Get curious before you get certain. Next time you feel a strong reaction coming — frustration, offense, righteous indignation — try naming the feeling out loud before you act on it. I'm feeling really angry right now. I wonder why. That two-second pause is not weakness. It's the beginning of actually understanding what's happening.
Ask: what's the story I'm telling myself? In any conflict or tension, identify the narrative you've constructed. Is there information missing? Is there an explanation you haven't considered? Is there a version of this where the other person isn't actually the villain?

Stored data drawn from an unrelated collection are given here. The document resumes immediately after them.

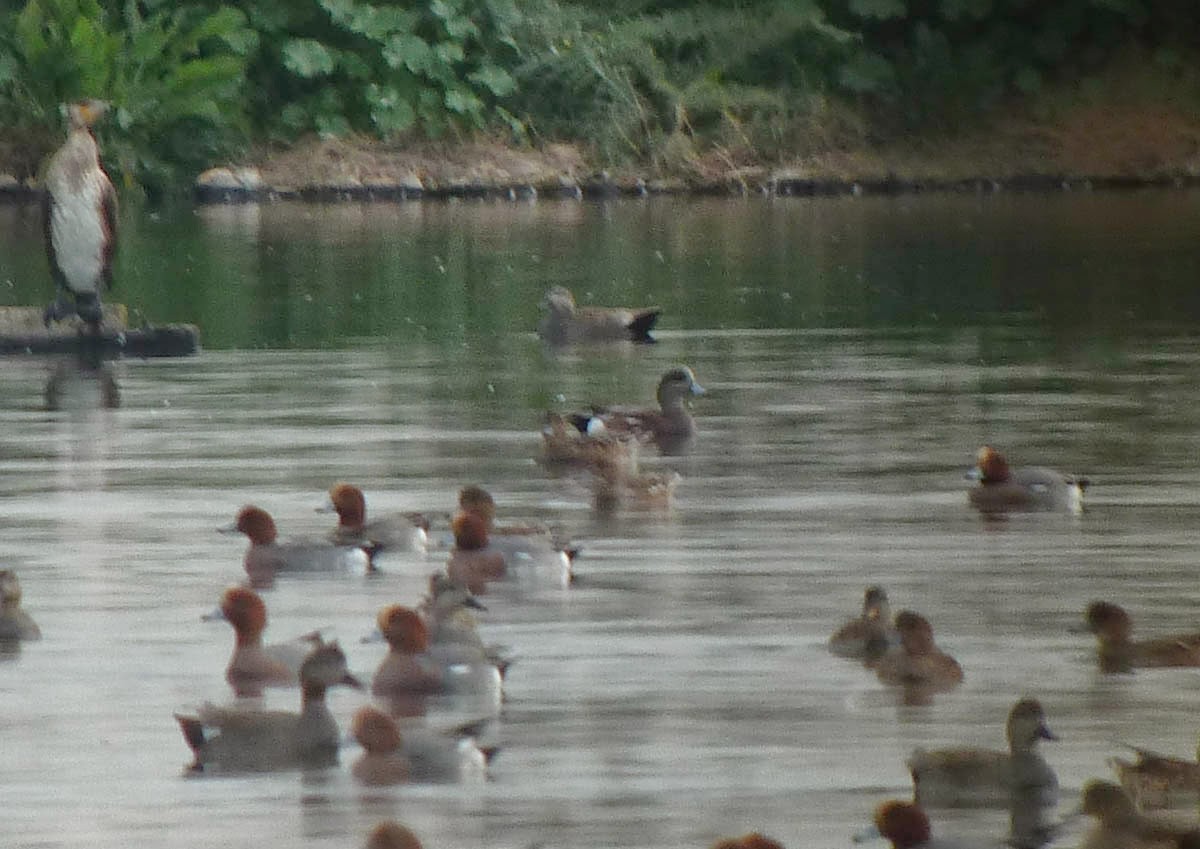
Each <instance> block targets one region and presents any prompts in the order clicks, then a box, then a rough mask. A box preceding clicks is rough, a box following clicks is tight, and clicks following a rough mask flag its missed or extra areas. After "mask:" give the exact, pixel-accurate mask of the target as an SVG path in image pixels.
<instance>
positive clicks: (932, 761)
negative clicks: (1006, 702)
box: [907, 698, 1058, 807]
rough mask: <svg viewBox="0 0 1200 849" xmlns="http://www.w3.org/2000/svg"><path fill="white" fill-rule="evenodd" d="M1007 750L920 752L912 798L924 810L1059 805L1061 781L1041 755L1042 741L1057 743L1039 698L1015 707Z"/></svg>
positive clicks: (956, 749) (908, 766) (915, 772)
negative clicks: (967, 806)
mask: <svg viewBox="0 0 1200 849" xmlns="http://www.w3.org/2000/svg"><path fill="white" fill-rule="evenodd" d="M1006 734H1007V736H1008V751H1007V752H1002V751H998V749H985V748H943V749H922V748H918V749H916V751H914V752H913V753H912V755H911V757H910V758H908V763H907V765H908V772H910V773H911V775H912V789H913V799H914V800H916V801H917V802H918V803H919V805H922V806H923V807H954V806H980V807H1009V806H1010V805H1013V803H1014V801H1019V802H1020V803H1022V805H1032V806H1037V807H1050V806H1052V805H1055V803H1056V802H1057V801H1058V778H1057V776H1055V772H1054V770H1052V769H1050V765H1049V764H1046V761H1045V760H1044V759H1043V758H1042V753H1040V752H1039V751H1038V741H1039V740H1057V739H1058V737H1056V736H1055V735H1054V733H1052V731H1051V730H1050V728H1049V727H1048V725H1046V721H1045V712H1044V711H1043V710H1042V704H1040V703H1039V702H1038V700H1037V699H1031V698H1024V699H1020V700H1019V702H1018V703H1016V704H1014V705H1013V708H1012V710H1010V711H1009V712H1008V722H1007V724H1006Z"/></svg>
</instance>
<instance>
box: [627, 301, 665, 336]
mask: <svg viewBox="0 0 1200 849" xmlns="http://www.w3.org/2000/svg"><path fill="white" fill-rule="evenodd" d="M661 312H662V311H661V309H658V308H654V309H643V311H642V312H640V313H637V314H636V315H634V320H632V321H630V323H629V338H630V341H632V342H641V343H644V344H653V343H655V342H658V339H655V338H654V337H653V336H650V331H652V330H654V323H655V321H658V320H659V313H661Z"/></svg>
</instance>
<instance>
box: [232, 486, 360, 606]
mask: <svg viewBox="0 0 1200 849" xmlns="http://www.w3.org/2000/svg"><path fill="white" fill-rule="evenodd" d="M217 530H220V531H221V532H223V534H245V535H246V537H247V538H248V540H250V547H248V548H247V549H246V555H245V558H244V559H242V566H244V567H245V568H246V574H247V576H248V578H250V585H251V586H254V588H259V589H262V588H266V586H271V585H272V584H274V583H275V576H276V574H278V573H281V572H354V573H366V572H373V571H374V562H373V560H372V558H373V556H374V549H373V547H367V546H337V544H334V543H332V542H329V541H328V540H301V538H296V540H288V541H284V542H281V541H280V540H278V531H277V530H276V528H275V520H274V519H272V518H271V514H270V513H268V512H266V511H265V510H263V508H262V507H256V506H253V505H248V506H246V507H242V508H241V510H240V511H239V512H238V518H236V519H235V520H234V524H233V525H226V526H223V528H218V529H217Z"/></svg>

Find one voice outside your algorithm. Deliberately read something, listen to something, or have a conversation with someone whose perspective genuinely differs from yours. Not to argue — just to notice where your certainty has edges.
Sit with John 8:32. "You will know the truth, and the truth will set you free." Read it slowly. Ask yourself honestly: what would it feel like to be that free? What would have to change in the stories I'm holding?
The most freeing thing about moving from "my truth" to something larger isn't that your perspective gets erased. It's that it gets completed. The limits of what you can see from where you've been don't have to be the limits of what's available to you.
If you're carrying a story that says you're unworthy, or unlovable, or too far gone — and you've been carrying it so long it feels like fact — there is a different account of who you are. Not a motivational reframe. An actual claim about reality, made by the one who made you.
Do you feel like this conversation is one worth continuing in person, plan your visit here and join us. Or if you want to ask a question before you come, take the next step here.
Q: What does "living my truth" actually mean?
A: The phrase became popular as a way of reclaiming personal perspective — especially for people whose experiences had been dismissed or minimized. It holds a real insight: your feelings are valid, your story matters, and no one has the right to erase your experience. The problem comes when personal perspective gets confused with objective reality, because our individual viewpoints are always incomplete.
Q: Can my feelings be trusted to lead me toward what's true?
A: Feelings are real and they carry important information — but they're not reliable final authorities. They're shaped by sleep, stress, past wounds, and the stories we've been telling ourselves for years. A healthier approach is to treat feelings as consultants: take them seriously, get curious about them, but don't hand them the final decision. Evaluate them before following them.
Q: What does Jesus mean when he says "I am the truth"?
A: In John 14:6 (NIV), Jesus says "I am the way, the truth, and the life" — which is a relational claim, not a philosophical one. He isn't presenting a theory of knowledge. He's presenting himself as the one who corresponds to reality, the one outside the limits of our own perspective who can tell us something true about who we are and why we're here. It's an invitation to relationship, not a theology lecture.
Q: What's the difference between subjective truth and objective truth?
A: Subjective truth is truth as experienced from a particular perspective — it's real, but it's limited by where the person is standing. Objective truth is what actually corresponds to reality, regardless of how any individual experiences it. The tension in everyday life is that we only ever access truth subjectively, which is why humility about our own perspective — and openness to something outside it — matters so much.
Q: How do I evaluate a truth claim if I can't fully trust my own perspective?
A: One helpful framework is the Wesleyan Quadrilateral, which weighs truth claims across four sources: Scripture (primary), Tradition (what has the broader Christian community understood over time?), Reason (does this make logical sense?), and Experience (what does lived reality show?). No single source is treated as absolute on its own — they work together to move you toward something more grounded than just how you feel in this moment.